Catherine Peng

He was nostalgic for places he didn’t visit. Words and smells and sounds that never existed — yearning like an apricot pit, long gone flesh but you pop it into your mouth and suck the dried up core anyway. Rug-a-tug-tug tongue feels thick like sludge, so nothing is singing, but the sound could be there, an unknown. He wanted to know if it did sing, ever, before it got caught in his throat. But also, maybe some things are best to not know.

He had the same friends, from childhood to adulthood. Chummy guys who get together and partake in rituals, spiritual divinity in the form of Sunday night football. Another great season! Comfort is the highest form of intimacy. Sarah, how is she? Choreography they know, but who wrote the steps? Oh, the same, taking film classes, she loves it. Tall, white, sharp faces, broad laughs, a familiar smile, corny joke. Maybe there’s news on occasion, but only as the infrequent stumble out of a tap line.

How many animals fear death? I hope not just humans. Evolution works in funny ways, pits in stomachs have purpose — to keep us alive, to keep us from injury. Stepping lightly on hot stones because callouses take time, burning hurts in the meanwhile. Avoiding heartache is probably good, the stress can’t be healthy. But he wondered. Striving — a new thing, a prickle that you feel, physically, and it hurts in a way that scares you because it feels good. Static is Valium, so maybe change is an upper.

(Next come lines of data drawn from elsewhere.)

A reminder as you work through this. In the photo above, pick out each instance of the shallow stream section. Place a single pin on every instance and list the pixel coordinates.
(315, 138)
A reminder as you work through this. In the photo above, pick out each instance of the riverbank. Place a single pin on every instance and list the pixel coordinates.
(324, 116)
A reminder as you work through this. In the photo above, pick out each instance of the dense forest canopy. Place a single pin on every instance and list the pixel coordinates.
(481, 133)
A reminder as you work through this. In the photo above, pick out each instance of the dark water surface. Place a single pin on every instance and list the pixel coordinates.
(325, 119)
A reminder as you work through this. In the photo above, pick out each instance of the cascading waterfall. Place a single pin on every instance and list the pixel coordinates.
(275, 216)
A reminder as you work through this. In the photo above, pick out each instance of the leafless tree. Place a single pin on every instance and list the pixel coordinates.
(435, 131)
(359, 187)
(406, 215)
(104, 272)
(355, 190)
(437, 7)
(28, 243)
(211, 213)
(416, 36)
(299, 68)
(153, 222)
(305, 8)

Click, click, click, moments that flow like a montage. And they’re beautiful, a quilt, deliciously warm and comforting. Safety in a thousand worlds, a permanence that the real world doesn’t offer. And he falls in love with the story, the better one. Where the sights are beautiful and kind and never-changing, and friends and lovers blend into a happy blur. Observed, always, but never touched, except for Photoshop. Asexual reproduction. A life, replicated into oblivion, but always so beautiful.

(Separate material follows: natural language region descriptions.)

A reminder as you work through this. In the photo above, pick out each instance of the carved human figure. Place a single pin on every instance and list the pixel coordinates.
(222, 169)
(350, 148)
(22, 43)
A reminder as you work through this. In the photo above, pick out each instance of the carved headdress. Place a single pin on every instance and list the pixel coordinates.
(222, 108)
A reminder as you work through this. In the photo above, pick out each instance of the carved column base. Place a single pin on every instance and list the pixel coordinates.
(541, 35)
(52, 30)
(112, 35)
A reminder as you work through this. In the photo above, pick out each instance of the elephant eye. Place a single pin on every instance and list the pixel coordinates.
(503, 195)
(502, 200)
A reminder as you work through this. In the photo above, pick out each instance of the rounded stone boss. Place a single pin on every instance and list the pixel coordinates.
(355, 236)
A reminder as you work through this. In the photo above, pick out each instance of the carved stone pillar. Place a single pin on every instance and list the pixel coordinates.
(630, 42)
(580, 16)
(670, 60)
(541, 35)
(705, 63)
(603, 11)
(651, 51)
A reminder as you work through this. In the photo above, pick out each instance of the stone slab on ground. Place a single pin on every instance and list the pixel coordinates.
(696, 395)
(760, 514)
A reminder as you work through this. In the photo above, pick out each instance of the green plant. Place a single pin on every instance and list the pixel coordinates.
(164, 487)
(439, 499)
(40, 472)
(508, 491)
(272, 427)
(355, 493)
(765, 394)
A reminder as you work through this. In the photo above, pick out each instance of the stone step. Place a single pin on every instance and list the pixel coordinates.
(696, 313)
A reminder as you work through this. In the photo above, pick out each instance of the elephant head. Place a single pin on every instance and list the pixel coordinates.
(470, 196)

Smelling like a younger self, a scent that’s been worn since puberty. It’s good, young, the color blue. A scar marks time in a way, you got it from falling, once. There was a football game involved, or soccer, or some other forgotten pastime. There, it still is though, white and silver and a pocket-knife thick. A hug feels like falling back in the earth, enveloped in an hour gone by. They sell these heavy comforters to help people sleep, you’re kind of like that. A person could stay there forever; I miss the weight.

Beauty is a hard thing to leave. You’re watchable, your own film reel, give the world some popcorn and we might all be entertained. Beauty in a way that is unknown, it stumbled onto you like a tipsy night out, but that is seen, because it is everywhere you capture. Seeking, seeking, find you a purpose through comfortable adventures. Still following choreography, you won’t fall, I promise.

Trying involves failure involves fear involves death. A tautology? An anagram? I can’t be sure, never took math logic like you. An algorithm would be useful, it’d help to try figure you out, bring you out of the dimness of an enigmatic beauty. Life so seen, so shadowy, so ingrained in a question mark you’re scared to answer.

I wish you never kissed me. Maybe it was inevitable, after standing in my room for two hours, after getting lunch one time to talk about majors, after meeting you one time at a dinner where I played with my hands too much. I remember the first time I saw you, a boy in a Matrix coat. Maybe it was inevitable since then.

Kissing and I’ve become like you. Seeking beauty in dead places, craving it like a high, a hit, reset button. Snap, snap, snap: you, an album too beautiful to read, nostalgia of a time that never happened, sadness of a maybe, a conditional. Your face is a capsule I take to get stoned on potential. I think you are meant to leave this place, because I want you to kiss me again too much for you to stay.